But as teams prepare for the new season they must think, first and foremost, of money, and the most worrying words this week have come from the Lotus team principal, Gérard Lopez, no less so because we have heard the message before.

Referring to the sport’s “archaic management”, he said: “The sport must reach out to the younger fans, namely engage them not only through TV, but also, and above all, via the internet and social media.

“What’s more, F1 does not have any genuine marketing department, which means there exists a significant untapped potential for commercial opportunities.”

He added: “While around $900m [£585m] are redistributed to the teams every year, the system keeps giving too much to the haves and too little to the have-nots. The gap is constantly growing, which in turn tarnishes the overall image of F1.
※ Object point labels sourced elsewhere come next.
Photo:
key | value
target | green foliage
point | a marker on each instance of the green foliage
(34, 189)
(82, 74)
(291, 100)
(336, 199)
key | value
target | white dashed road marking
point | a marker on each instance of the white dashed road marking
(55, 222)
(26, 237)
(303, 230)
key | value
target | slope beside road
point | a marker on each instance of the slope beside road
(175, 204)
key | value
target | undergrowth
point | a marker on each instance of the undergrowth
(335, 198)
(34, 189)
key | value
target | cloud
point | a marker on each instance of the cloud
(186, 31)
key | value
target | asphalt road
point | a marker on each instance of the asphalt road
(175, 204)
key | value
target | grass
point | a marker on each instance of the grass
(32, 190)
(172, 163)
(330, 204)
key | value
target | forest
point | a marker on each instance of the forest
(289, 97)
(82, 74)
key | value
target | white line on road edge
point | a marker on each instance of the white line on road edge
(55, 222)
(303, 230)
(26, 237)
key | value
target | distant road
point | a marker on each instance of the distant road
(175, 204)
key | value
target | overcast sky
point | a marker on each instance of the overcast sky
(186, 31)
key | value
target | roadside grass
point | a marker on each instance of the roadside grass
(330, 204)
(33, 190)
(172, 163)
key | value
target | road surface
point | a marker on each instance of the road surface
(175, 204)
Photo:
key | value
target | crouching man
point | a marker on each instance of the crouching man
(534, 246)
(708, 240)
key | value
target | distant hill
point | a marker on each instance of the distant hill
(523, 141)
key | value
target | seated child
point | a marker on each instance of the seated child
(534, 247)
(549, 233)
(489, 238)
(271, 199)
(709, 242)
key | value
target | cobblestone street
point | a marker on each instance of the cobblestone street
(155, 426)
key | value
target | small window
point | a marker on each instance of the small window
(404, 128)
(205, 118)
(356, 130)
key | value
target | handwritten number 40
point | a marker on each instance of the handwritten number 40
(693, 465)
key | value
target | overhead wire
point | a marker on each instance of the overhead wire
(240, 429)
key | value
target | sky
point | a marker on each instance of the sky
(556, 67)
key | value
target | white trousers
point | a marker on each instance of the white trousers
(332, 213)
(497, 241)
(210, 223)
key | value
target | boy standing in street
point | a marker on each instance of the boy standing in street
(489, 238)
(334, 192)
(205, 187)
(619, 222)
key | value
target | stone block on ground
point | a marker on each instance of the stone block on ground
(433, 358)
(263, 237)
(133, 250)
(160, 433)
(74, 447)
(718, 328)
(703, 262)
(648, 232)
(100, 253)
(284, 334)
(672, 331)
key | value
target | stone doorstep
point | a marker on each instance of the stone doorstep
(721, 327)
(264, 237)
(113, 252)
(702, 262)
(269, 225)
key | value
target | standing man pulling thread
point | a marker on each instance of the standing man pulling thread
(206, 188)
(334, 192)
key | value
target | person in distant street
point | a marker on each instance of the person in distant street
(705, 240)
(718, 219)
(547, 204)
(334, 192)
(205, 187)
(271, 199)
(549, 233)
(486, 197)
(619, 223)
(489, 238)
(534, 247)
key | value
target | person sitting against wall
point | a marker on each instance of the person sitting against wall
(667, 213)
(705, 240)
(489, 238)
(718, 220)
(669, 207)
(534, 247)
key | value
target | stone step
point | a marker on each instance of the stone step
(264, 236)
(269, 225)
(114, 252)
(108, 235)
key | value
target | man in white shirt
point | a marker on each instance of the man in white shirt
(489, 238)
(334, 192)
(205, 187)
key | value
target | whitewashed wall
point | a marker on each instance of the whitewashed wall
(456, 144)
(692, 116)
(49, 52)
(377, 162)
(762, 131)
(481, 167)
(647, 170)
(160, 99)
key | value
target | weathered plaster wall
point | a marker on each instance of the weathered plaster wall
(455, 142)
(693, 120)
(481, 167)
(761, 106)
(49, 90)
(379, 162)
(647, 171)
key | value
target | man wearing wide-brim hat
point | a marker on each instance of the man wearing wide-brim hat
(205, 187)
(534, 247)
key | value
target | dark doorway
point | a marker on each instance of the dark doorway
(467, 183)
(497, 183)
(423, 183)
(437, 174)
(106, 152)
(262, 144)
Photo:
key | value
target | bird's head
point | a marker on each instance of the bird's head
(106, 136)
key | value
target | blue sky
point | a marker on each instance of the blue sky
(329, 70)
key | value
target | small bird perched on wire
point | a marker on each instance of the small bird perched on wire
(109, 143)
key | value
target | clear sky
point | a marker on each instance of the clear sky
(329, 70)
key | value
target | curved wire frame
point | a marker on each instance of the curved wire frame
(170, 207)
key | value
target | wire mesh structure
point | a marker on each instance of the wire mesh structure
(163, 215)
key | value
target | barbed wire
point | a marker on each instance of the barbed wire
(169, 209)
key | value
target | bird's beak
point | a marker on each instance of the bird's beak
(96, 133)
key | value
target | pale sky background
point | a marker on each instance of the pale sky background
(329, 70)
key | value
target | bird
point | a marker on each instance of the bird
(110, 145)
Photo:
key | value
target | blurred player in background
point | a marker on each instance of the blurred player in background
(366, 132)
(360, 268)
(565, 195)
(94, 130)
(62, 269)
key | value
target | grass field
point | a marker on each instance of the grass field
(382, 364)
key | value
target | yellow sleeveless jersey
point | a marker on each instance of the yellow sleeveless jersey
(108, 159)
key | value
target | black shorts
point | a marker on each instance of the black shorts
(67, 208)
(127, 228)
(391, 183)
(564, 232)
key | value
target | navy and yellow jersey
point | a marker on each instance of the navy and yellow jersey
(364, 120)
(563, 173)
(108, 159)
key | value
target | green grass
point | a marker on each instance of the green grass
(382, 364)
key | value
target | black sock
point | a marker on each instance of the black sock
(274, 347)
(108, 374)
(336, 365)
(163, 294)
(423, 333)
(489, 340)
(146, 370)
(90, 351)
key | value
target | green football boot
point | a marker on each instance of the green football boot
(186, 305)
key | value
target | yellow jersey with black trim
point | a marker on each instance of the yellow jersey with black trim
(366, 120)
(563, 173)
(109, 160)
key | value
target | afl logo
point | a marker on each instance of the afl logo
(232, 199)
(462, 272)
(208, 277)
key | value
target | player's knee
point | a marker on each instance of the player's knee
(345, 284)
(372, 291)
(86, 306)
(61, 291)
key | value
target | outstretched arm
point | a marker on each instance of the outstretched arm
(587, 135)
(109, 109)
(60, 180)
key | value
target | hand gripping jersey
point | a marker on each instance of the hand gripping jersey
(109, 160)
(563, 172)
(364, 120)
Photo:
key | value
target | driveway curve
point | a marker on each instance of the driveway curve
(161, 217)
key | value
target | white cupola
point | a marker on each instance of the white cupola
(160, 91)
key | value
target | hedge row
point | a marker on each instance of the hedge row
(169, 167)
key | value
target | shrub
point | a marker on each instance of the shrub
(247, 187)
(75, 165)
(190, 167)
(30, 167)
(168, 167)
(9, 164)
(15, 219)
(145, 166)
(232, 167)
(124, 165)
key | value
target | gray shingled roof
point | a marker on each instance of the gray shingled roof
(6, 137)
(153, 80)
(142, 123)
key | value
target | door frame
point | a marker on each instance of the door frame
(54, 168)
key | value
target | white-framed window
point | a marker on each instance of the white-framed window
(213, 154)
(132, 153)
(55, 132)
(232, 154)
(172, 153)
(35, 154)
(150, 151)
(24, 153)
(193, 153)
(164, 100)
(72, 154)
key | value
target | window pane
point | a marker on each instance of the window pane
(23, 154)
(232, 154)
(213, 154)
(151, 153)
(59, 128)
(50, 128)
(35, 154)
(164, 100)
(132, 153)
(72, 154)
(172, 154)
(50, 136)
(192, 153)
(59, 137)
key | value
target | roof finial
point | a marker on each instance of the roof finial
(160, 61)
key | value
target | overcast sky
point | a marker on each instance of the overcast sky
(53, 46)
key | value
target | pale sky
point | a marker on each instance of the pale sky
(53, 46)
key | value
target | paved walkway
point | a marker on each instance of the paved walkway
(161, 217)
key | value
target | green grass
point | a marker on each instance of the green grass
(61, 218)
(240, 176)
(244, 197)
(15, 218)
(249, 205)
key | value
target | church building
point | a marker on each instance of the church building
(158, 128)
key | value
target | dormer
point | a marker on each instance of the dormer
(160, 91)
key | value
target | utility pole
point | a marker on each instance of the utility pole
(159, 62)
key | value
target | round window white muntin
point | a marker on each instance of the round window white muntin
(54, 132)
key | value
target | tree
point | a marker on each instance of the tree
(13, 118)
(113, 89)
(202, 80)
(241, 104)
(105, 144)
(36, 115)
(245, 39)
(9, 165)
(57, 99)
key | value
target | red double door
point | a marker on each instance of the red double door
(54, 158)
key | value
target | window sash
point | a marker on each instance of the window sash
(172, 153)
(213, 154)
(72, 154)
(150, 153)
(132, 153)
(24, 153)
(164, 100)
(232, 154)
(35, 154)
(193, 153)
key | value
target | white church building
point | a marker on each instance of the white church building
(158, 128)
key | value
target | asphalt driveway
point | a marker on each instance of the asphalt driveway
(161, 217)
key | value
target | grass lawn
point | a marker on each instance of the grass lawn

“Therefore, potential sponsors tend to show wariness when it comes to investing in the sport. All this could be fixed pretty easily, but unfortunately none of the other teams shares the same vision, nor the same agenda.”

Max Mosley, who was president of the FIA between 1993 and 2009, was not everyone’s cup of darjeeling with his maverick style, but even now, at 74, he gives us a reminder of the calibre of leadership the sport desperately needs.

Mosley’s solution is for the sport to split the money equally among the teams, who would be free to get as much sponsorship as they possibly could. His fear is that Marussia and Caterham will not be the last teams to run into serious difficulties, and that too much is being left to chance.

But Mosley, like Lopez, talks far too much sense for the mad world of Formula One.